Big win for a Taxpayer against the ATO – But more to come!
An extremely important decision of the Administrative Appeal Tribunal (AAT) was made on 28 September 2023. The issue in this tax case debated one of the most controversial tax issues for small and medium enterprises (“SME”) over the past 13 years. The issue in the case was whether an “unpaid present entitlement” owed to a private company by a trust was a loan for the purposes of Division 7A in the 1936 Tax Act.
Trusts have beneficiaries. Beneficiaries, in most cases, are entitled to distributions of income from the trust. For a discretionary trust, the Trustee of the trust must decide by 30 June each financial year which beneficiaries are to receive distributions of income for that financial year.
In many structures of SMEs, the business or investment operation is conducted from a trust. A beneficiary of the trust can be a private company. The trust may distribute some or all of a particular year’s income to a private company. However, the amount distributed may not be actually paid into the bank account of the company. Instead, the trust may hold the amountin its own investments.
When the amount of the distribution is not paid to the beneficiary company, this is referred to as an “unpaid present entitlement” (“UPE”).
Since December 2009, the ATO has treated UPEs owed to private companies by a trust as a “loan” for the urposes of Division 7A. This means that the amount of the “loan” can be deemed by the tax law to be an unfranked dividend paid to the trust. When the trust distributes this unfranked dividend, the beneficiaries of the trust are taxed on the dividend fully as there are no franking credits attached to the dividend.
Prior to December 2009, the ATO had always treated UPEs, as mentioned above, as not being loans for Division 7A purposes. The change of view by the ATO was very controversial at the time and attracted widespread criticism. Nevertheless, the ATO pressed ahead with its view and, for the most part, the SME community complied with the ATO’s changed view.
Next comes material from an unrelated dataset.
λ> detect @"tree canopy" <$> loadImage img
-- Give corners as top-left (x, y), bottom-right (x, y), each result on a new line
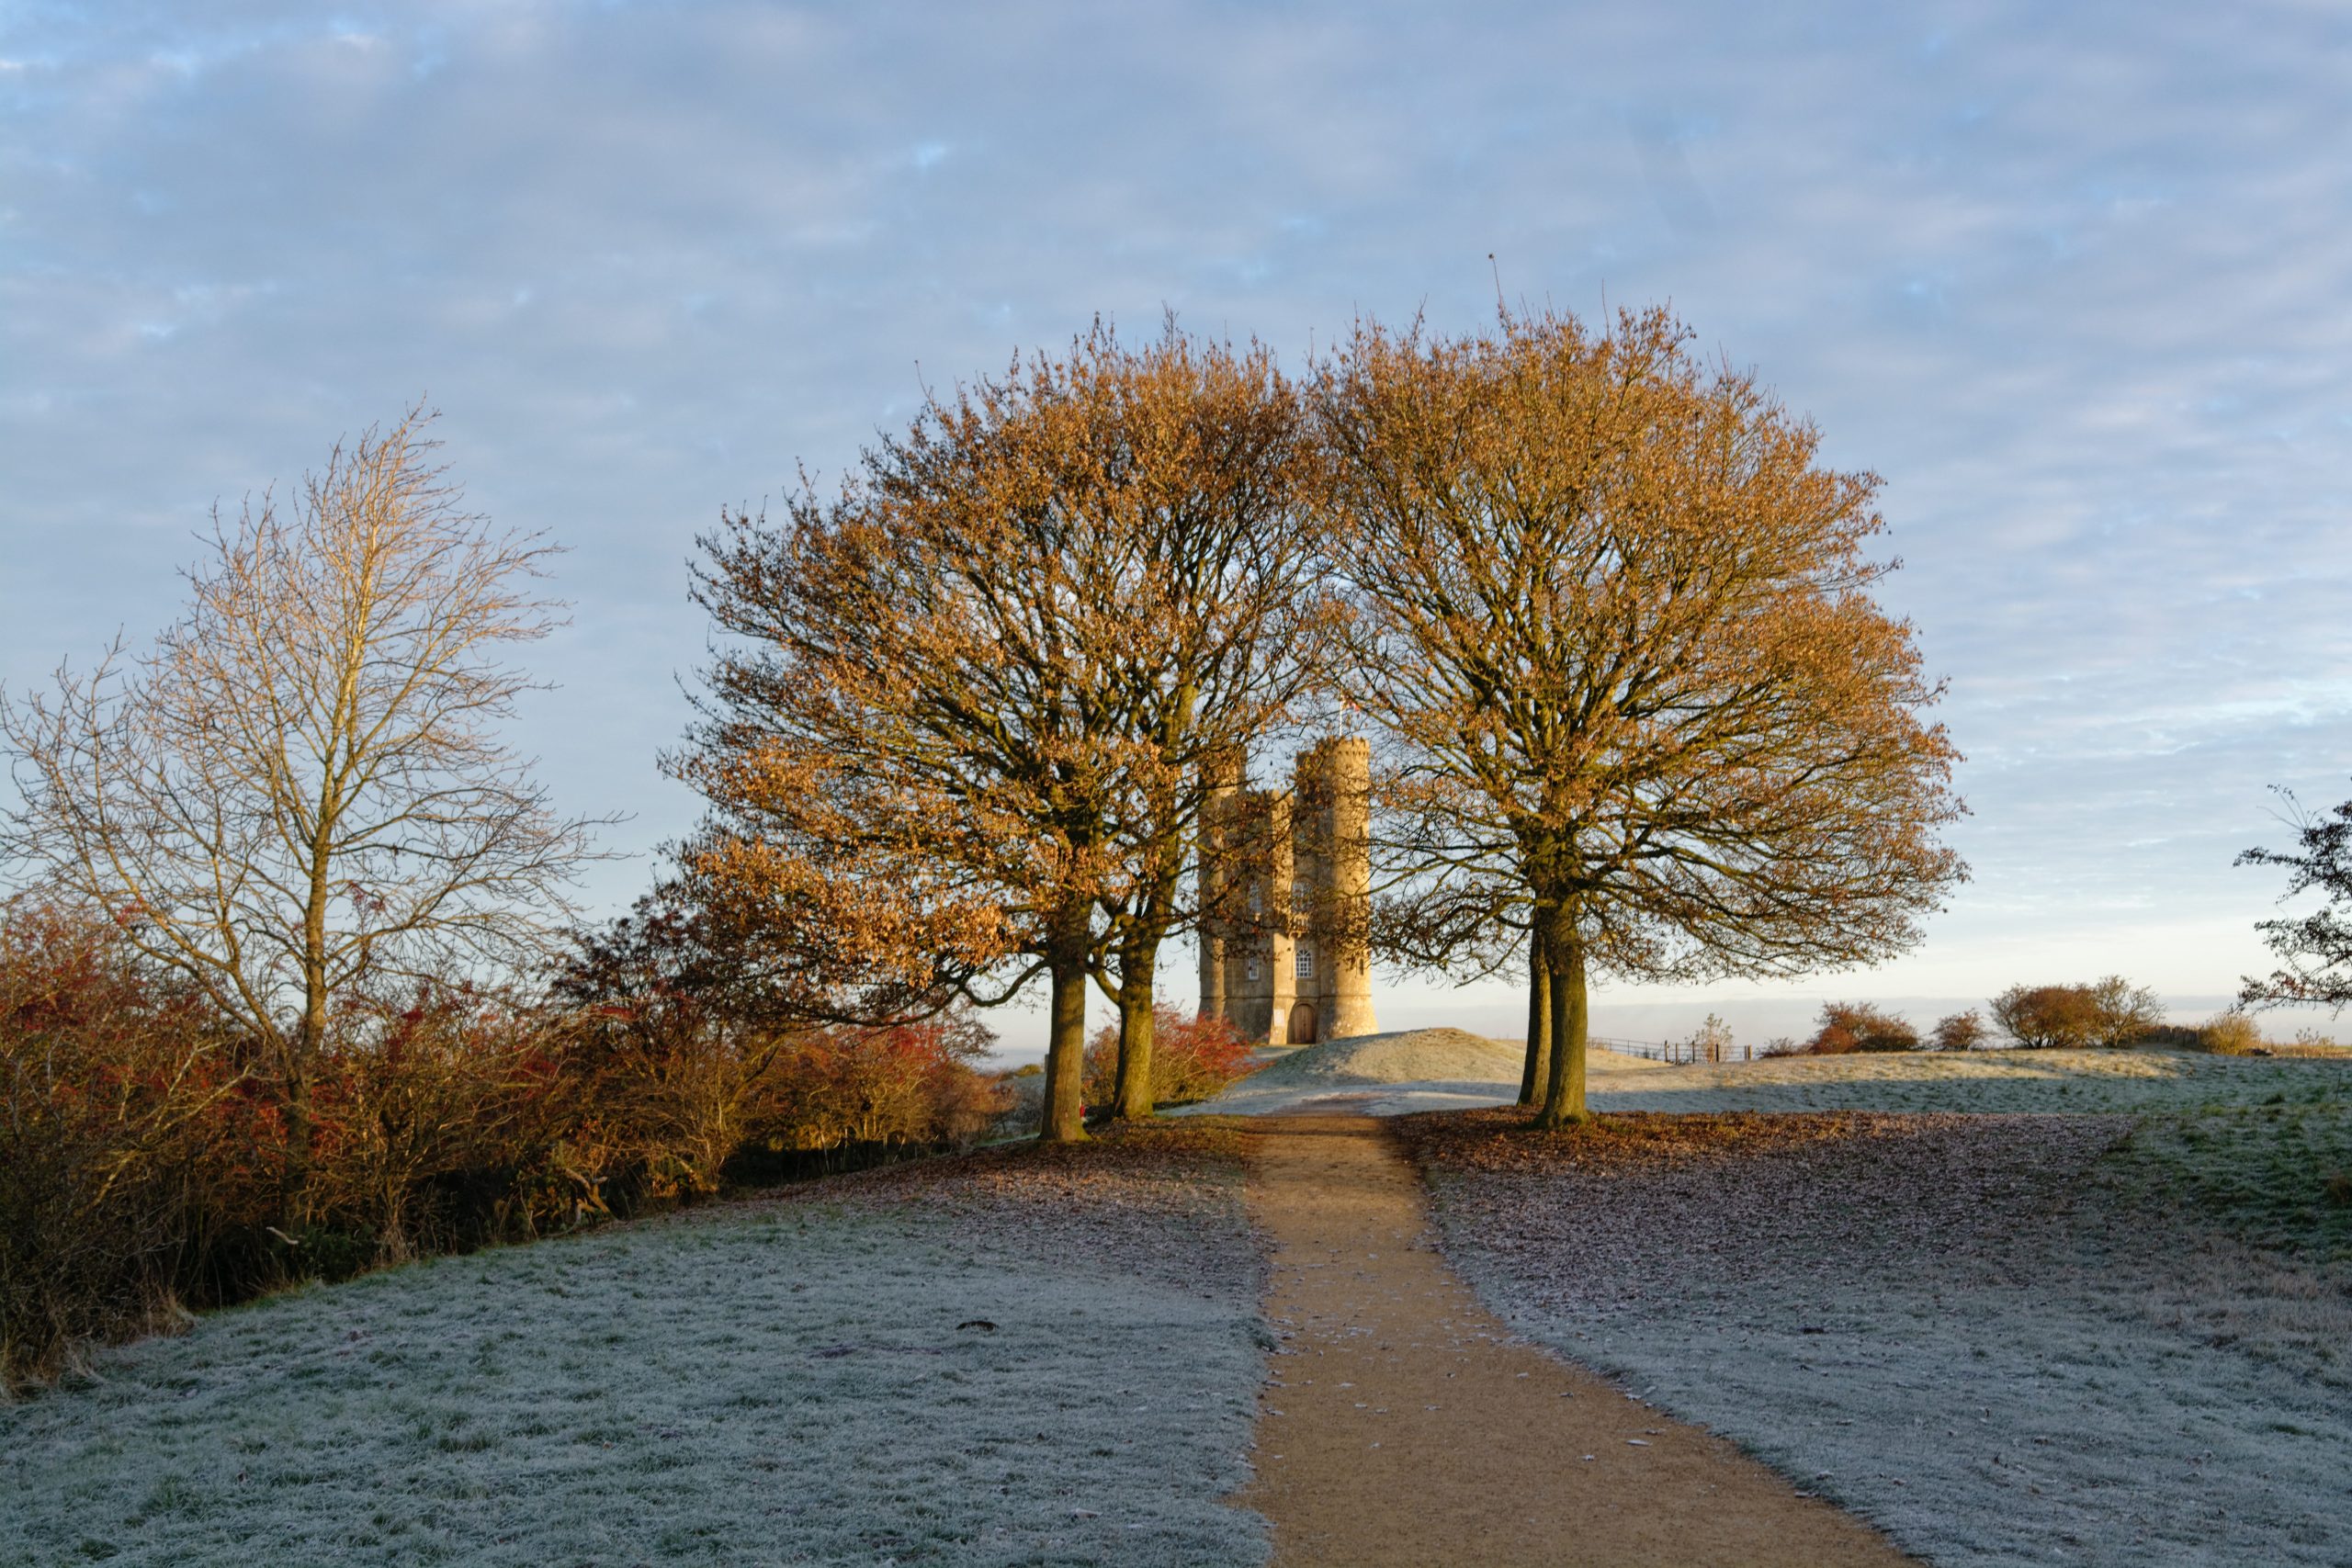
top-left (1317, 307), bottom-right (1967, 1122)
top-left (675, 323), bottom-right (1332, 1139)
This meant that such UPEs were either paid out in cash to the private company or the UPE was placed on a complying Division 7A loan agreement. Such agreements require payment of principal and interest each year. It can be the case that the interest payable by the trust under such agreements is not tax deductible while the interest received by the private company is always assessable income.
Mr Steven Bendel decided that he would challenge the changed view of the ATO. He is the first person to do so in a Tribunal or a Court. Due to the controversial nature of the issue, the AAT decided to appoint two members of the AAT to decide the case. This is unusual as there is normally only one member appointed.
The two members of the AAT, who are both very experienced tax lawyers, took 11 months to produce their decision. This was an unusually long time. This, no doubt, reflected the depth of the consideration that the two AAT members gave to the issue.
The AAT decided that the changed view of the ATO regarding UPEs and the application of Division 7A was wrong. The AAT held in favour of the taxpayer, Mr Bendel. The UPEs between his trust and his private company were considered not to be loans to which Division 7A could have application.
If this decision of the AAT stands, it will represent, possibly, the most important decision of the AAT ever. Most people outside the ATO thought the changed view of the ATO was wrong but it was not until Mr Bendel had the courage (and money!) to contest the ATO’s views that it was ever challenged.
The ATO has appealed the decision of the AAT to the Federal Court. We will now have to wait for the Federal Court hearing and its decision before anything more conclusive can be said about this issue which affects hundreds of thousands of SME structures.